摘要质量评价是文本摘要中的一项重要工作。现有的评价方法主要分为两大类：(1)基于参考文献的评价方法：利用人工标注的参考文献摘要进行评价；(2)无参考：评价文件摘要的一致性。最近的研究主要集中在这些场景之一，并探索训练神经模型以符合人类标准并最终给出数字分数。然而，来自不同场景的模型是单独优化的，这可能会导致性能次优，因为它们忽略了不同场景之间的共享知识。此外，为每个场景设计单独的模型给用户带来了不便。此外，仅向用户提供数字质量评价分数，并不能帮助用户改进总结模型，因为用户不知道分数低的原因。受此启发，我们提出了统一多场景摘要评估器（UMSE）和多智能体摘要评估解释器（MASEE）。更具体地说，我们提出了一种扰动前缀调优方法来共享场景之间的跨场景知识，并使用自监督训练范式来优化模型，而无需额外的人工标记。我们的UMSE是第一个统一的总结评估框架，具有在三个评估场景中使用的能力。我们提出了一种多智能体摘要评价解释方法MASEE，该方法使用几个基于llm的智能体从四个不同的方面生成详细的自然语言解释。在基准数据集SummEval上的三个典型场景的实验结果表明，我们的UMSE可以与专门为每个场景设计的几种现有的强方法实现相当的性能。大量的定量和定性实验也证明了我们提出的解释方法的有效性，它可以产生一致和准确的解释。

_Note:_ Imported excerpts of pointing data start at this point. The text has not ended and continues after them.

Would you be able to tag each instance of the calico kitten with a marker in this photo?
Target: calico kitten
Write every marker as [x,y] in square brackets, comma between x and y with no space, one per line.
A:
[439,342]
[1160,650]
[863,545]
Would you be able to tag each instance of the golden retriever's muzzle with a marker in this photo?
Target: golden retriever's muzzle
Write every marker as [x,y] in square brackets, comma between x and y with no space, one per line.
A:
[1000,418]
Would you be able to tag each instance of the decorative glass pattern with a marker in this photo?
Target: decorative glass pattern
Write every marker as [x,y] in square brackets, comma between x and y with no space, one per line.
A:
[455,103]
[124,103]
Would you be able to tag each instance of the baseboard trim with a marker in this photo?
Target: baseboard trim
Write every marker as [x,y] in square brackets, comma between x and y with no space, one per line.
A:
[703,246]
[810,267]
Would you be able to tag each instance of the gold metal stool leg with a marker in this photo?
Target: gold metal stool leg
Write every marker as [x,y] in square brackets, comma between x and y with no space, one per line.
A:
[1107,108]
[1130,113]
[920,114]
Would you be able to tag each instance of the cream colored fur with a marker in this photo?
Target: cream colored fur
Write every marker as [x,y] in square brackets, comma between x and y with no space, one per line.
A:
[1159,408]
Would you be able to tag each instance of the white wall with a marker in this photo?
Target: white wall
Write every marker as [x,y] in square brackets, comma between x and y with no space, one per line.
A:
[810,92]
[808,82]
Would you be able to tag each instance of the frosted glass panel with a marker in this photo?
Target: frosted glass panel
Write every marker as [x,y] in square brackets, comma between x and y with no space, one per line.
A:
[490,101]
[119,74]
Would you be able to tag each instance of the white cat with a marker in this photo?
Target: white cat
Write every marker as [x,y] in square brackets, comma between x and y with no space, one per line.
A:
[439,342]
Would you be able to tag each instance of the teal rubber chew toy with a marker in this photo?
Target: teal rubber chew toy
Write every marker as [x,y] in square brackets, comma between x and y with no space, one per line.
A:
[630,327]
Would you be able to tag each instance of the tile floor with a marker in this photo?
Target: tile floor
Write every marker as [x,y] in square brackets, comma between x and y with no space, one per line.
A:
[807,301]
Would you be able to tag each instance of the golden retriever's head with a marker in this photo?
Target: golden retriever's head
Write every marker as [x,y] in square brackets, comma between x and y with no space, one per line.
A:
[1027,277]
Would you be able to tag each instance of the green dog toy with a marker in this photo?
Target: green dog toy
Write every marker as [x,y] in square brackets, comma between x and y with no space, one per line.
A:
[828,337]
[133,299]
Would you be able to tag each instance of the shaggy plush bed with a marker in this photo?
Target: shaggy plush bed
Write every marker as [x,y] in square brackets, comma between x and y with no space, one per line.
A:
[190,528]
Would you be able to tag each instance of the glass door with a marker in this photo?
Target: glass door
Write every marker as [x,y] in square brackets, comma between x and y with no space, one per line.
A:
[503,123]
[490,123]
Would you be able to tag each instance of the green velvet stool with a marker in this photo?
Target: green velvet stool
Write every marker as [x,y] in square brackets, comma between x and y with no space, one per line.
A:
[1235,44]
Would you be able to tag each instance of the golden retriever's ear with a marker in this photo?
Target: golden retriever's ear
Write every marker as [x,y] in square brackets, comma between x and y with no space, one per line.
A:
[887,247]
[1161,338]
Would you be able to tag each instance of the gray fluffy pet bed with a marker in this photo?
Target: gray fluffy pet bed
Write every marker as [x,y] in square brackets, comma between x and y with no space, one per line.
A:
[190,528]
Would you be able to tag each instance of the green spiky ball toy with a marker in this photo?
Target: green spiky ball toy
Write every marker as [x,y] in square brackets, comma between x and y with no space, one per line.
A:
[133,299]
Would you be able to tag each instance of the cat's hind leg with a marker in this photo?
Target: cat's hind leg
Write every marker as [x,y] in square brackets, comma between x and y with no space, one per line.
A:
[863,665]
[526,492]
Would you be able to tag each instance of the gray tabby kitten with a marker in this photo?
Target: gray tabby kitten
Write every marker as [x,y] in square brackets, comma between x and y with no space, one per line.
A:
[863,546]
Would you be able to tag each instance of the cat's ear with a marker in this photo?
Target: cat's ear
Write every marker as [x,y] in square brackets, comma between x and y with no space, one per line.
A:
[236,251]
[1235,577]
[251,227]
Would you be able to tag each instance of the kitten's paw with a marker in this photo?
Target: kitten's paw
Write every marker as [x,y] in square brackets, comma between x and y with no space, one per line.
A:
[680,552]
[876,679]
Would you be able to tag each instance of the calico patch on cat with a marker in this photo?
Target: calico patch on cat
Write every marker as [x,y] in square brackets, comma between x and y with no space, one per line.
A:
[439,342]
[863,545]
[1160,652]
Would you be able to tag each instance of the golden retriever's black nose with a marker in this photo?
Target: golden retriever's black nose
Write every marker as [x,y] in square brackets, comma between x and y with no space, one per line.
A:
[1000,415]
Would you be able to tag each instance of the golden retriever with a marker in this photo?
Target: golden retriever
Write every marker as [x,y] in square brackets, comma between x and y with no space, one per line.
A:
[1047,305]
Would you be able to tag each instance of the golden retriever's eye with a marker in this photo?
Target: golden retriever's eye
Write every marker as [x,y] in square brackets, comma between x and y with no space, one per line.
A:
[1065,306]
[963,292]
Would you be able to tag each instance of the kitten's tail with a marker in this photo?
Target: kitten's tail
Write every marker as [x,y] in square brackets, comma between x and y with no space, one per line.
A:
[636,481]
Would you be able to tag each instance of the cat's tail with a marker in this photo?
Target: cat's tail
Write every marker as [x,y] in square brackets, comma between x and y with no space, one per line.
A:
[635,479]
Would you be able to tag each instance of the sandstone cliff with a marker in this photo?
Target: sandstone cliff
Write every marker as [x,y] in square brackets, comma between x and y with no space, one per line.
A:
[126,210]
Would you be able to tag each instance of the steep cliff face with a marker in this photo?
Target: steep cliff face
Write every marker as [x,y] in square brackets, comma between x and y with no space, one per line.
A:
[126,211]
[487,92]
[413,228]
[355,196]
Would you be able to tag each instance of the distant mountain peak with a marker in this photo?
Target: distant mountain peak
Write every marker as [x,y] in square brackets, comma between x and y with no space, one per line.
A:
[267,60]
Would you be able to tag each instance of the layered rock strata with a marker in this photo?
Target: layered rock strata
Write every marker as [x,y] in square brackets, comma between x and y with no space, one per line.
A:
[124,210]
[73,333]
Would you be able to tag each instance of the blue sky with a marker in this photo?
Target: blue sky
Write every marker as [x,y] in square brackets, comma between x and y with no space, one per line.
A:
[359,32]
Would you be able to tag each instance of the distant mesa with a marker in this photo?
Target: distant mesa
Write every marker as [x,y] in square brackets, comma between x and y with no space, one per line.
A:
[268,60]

本文章由计算机程序翻译，如有差异，请以英文原文为准。

求助全文

约1分钟内获得全文求助全文

来源期刊

IEEE Transactions on Knowledge and Data Engineering 工程技术-工程：电子与电气

CiteScore

11.70

自引率

3.40%

发文量

515

审稿时长

6 months

期刊介绍： The IEEE Transactions on Knowledge and Data Engineering encompasses knowledge and data engineering aspects within computer science, artificial intelligence, electrical engineering, computer engineering, and related fields. It provides an interdisciplinary platform for disseminating new developments in knowledge and data engineering and explores the practicality of these concepts in both hardware and software. Specific areas covered include knowledge-based and expert systems, AI techniques for knowledge and data management, tools, and methodologies, distributed processing, real-time systems, architectures, data management practices, database design, query languages, security, fault tolerance, statistical databases, algorithms, performance evaluation, and applications.